Ireland Investors Warned of Coming Losses

Optimism is premature, says Citi head in London

Ireland’s bonds have been the second-best-performing in the eurozone in 2012, with yields dropping, but Michael Saunders, Citigroup's head of European economics in London, says that the country’s hopes to avoid debt restructuring by raising money in the markets are premature.

Bloomberg reported Thursday that despite Ireland's progress in the bond markets—it sold bonds in July on the longer-term markets for the first time in nearly two years—Saunders said that there were still troubled times to come.

“Ireland faces an almost impossible task to get back to fiscal balance,” he said in the report. Visits to Ireland proved that “life is tough, very tough and not getting that much better anytime soon,” he added.

Ireland’s debt has more than tripled in the past five years, and Saunders warned that a slower economic recovery could make that debt unsustainable. He had said earlier in the week, “The key risk is the economy. If it doesn’t come right, and I don’t believe it will, then the math becomes difficult.”

Ireland has diligently worked on its deficit through tough austerity measures. Alberto Gallo, head of European credit research at Royal Bank of Scotland Group in London, said in the report, “Ireland is still the good student.” He added, “Ireland is making good progress on reform and fiscal measures.”

But good progress may not be enough in a slowing world economy, as Saunders pointed out. He predicted that GDP will shrink by 0.6% this year, and that it would and grow by that amount next year.

Ireland has been looking to Europe for help managing its legacy banking debt. The country has either pledged or sunk 64 billion euros ($83 billion) into its financial system—the highest cost for a banking rescue anywhere in the world since the Great Depression.

Saunders was quoted saying, “A lot depends on what kind of deal they get on the banks. Will it significantly reduce the debt level? I’m not sure it will. If they don’t get relief, they are going to find it hard to fund themselves on a sustained basis at a tolerable yield and will be looking at some sort of second bailout program.”

If that happens, Saunders warned, private investors could be in for losses despite the fact that the Irish government has said it will not default on debt. The losses could come through Private Sector Involvement (PSI), said Saunders, adding, “It would be wrong to see debt restructuring as a failure of the current government. It’s a reflection of the difficult debt situation it inherited.” He added, “I stress that’s it’s not by lack of effort. It’s just the scale of the overhang and the fact that Ireland has little ability to stabilize its debt because it’s so vulnerable to global shocks.”

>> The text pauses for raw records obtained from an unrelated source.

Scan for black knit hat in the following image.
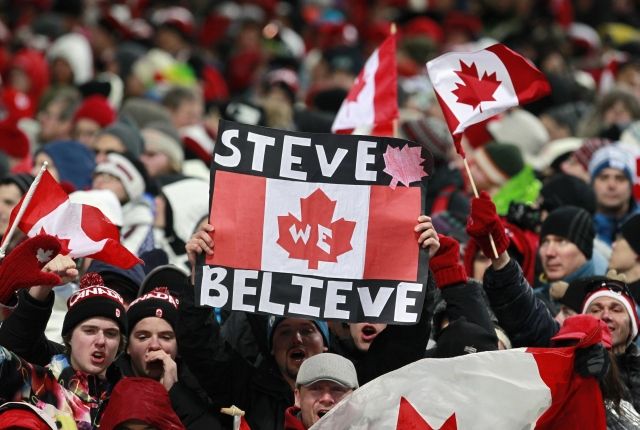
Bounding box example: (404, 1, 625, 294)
(0, 173, 34, 195)
(540, 206, 594, 259)
(621, 214, 640, 255)
(62, 273, 127, 337)
(540, 174, 597, 214)
(127, 287, 179, 332)
(473, 141, 524, 186)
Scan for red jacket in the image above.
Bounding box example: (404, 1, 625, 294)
(284, 406, 306, 430)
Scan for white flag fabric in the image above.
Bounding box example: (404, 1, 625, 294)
(312, 347, 605, 429)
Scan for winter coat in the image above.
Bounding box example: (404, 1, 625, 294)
(177, 291, 293, 430)
(0, 289, 221, 430)
(483, 258, 640, 412)
(0, 349, 113, 429)
(284, 407, 306, 430)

Alan McQuaid, an economist at Merrion Stockbrokers in Dublin, said in the report, “The PSI view is out there because people are looking at the debt dynamics in Europe and wondering how do you grow out of this. But Ireland wants the name of being a good European. It doesn’t want to be seen as not paying back its debts. The only way I could see it happening would be as a part of a wider European restructuring of debt, including countries like Italy, and I don’t see that happening anytime soon.”